Australian owners of more than 8,000 solar energy storage batteries will soon become the latest target of efforts to create virtual power plants.
The battery owners are customers of Australian company Solar Service Group (Solar SG), which provides solar energy batteries such as the Tesla Powerwall and Enphase.
Early this year, it will start marketing the subscription-based energy optimisation app from Australian company Evergen to its customers. Evergen can connect users’ batteries to create virtual power plants, which allow households to trade excess energy and adjust energy usage to take advantage of changes in the price of energy.

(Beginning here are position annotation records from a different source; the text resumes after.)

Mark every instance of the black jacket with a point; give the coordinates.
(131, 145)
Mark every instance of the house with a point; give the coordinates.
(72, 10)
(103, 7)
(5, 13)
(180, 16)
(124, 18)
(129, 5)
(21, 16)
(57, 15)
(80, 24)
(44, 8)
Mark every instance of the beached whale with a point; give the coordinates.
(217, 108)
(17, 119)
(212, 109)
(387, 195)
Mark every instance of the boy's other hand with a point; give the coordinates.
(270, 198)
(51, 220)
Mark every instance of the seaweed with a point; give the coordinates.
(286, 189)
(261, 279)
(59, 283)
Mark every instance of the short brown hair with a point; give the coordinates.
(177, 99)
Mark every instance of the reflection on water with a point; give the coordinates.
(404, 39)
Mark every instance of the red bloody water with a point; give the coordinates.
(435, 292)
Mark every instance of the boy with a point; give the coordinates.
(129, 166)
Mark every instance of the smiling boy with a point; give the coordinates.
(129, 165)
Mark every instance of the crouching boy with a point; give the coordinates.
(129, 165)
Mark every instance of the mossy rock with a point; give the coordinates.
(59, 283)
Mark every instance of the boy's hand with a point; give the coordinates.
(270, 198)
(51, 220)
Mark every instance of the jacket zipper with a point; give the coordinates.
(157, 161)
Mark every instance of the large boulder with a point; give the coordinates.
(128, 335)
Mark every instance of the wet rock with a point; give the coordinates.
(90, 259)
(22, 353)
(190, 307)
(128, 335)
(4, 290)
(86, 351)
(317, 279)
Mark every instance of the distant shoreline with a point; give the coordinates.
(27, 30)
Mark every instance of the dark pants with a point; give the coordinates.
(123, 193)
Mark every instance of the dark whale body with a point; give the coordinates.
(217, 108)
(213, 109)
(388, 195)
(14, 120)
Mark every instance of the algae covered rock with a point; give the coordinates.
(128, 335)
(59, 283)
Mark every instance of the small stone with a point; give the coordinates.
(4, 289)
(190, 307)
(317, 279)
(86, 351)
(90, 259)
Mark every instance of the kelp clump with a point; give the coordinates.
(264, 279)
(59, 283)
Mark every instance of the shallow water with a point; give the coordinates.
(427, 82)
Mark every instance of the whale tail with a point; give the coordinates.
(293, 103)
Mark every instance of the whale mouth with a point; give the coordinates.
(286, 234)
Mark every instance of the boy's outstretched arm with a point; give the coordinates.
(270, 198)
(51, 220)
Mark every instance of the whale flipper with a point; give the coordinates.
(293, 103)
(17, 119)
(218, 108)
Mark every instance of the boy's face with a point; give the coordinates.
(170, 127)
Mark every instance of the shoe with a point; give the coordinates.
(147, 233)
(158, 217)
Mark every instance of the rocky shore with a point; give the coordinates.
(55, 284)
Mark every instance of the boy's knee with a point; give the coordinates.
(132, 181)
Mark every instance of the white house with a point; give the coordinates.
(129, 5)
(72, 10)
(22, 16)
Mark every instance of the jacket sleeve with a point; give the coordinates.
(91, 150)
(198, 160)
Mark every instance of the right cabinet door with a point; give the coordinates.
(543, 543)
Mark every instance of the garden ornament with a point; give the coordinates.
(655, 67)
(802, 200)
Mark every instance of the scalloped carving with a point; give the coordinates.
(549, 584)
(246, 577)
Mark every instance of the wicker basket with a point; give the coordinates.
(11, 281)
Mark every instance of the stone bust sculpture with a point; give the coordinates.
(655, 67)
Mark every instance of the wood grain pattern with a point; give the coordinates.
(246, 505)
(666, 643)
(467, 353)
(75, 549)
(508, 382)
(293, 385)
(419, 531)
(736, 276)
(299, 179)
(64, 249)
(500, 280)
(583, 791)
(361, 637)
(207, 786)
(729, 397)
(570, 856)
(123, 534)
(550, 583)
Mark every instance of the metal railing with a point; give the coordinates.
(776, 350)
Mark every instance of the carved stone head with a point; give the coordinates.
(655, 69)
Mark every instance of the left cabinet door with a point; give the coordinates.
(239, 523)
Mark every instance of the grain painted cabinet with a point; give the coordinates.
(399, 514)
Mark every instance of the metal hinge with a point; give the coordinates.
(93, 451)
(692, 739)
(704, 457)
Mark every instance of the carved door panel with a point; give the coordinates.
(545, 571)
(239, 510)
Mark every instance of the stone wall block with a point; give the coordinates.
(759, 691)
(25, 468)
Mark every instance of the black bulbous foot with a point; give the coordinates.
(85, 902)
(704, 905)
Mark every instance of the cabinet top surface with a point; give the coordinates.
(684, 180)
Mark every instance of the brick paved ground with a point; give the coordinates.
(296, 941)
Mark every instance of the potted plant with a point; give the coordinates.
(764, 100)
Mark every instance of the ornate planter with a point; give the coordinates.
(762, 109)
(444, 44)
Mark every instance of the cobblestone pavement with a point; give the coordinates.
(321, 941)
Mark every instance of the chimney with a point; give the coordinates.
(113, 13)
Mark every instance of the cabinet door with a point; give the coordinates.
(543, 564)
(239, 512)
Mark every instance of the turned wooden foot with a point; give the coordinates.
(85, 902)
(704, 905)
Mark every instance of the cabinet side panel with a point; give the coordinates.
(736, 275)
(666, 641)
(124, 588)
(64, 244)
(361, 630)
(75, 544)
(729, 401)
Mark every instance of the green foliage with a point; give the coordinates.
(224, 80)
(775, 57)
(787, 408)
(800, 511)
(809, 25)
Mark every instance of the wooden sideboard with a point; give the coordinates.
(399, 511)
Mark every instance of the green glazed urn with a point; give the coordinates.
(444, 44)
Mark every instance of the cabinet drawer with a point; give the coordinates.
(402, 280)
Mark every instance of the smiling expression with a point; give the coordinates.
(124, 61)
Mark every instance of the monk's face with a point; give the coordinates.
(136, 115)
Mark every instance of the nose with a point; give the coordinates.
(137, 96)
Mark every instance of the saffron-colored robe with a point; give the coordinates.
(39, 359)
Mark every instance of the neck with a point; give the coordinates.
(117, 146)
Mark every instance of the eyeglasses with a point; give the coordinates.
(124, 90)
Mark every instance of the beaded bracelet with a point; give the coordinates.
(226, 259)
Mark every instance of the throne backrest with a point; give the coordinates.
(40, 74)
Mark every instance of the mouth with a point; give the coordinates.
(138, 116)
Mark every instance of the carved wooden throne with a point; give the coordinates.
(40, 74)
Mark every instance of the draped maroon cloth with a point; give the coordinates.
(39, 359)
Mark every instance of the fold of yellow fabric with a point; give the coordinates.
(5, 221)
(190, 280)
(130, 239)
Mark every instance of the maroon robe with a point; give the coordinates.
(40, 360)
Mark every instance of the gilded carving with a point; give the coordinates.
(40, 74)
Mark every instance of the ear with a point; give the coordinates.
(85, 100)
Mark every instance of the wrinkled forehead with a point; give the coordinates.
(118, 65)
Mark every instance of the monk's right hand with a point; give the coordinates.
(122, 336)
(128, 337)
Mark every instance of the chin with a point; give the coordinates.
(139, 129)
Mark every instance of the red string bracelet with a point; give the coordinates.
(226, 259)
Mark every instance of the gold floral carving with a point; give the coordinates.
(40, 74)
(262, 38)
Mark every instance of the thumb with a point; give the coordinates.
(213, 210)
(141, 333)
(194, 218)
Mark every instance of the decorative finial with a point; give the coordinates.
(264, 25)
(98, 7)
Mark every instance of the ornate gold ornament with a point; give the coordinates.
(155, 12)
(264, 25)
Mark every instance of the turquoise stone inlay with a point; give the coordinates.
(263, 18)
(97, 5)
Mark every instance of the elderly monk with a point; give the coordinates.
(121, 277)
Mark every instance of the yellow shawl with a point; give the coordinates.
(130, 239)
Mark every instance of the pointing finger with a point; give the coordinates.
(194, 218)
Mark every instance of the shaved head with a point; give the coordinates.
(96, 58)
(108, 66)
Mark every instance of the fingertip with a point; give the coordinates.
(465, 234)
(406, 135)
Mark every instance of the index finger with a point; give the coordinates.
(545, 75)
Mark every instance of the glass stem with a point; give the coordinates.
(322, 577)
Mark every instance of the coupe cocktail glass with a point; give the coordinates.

Evergen was formed through a collaboration between AMP Capital and the CSIRO, and its energy management platform uses CSIRO-developed algorithms.
Evergen sells its own solar energy package, which includes solar panels, a battery and an energy management system. But Evergen CEO and Managing Director Ben Hutt sees a way to reach a larger market by partnering with Solar Service Group.
“Blending Solar SG’s excellence in research and marketing and national deployed fleet together with Evergen’s software, this will be the biggest single fleet of batteries globally,” Hutt stated.
Other companies currently or previously engaged in virtual power plant initiatives include AGL, Ausgrid, Origin Energy, Power Ledger, Tesla and the South Australian Government.
Evergen also recently signed an agreement to have its software distributed by South African battery distributor Midnight Sun Energy Storage Systems.
Evergen will enable virtual power plants and microgrids in South Africa, mainly for large new housing developments and communities, Hutt stated.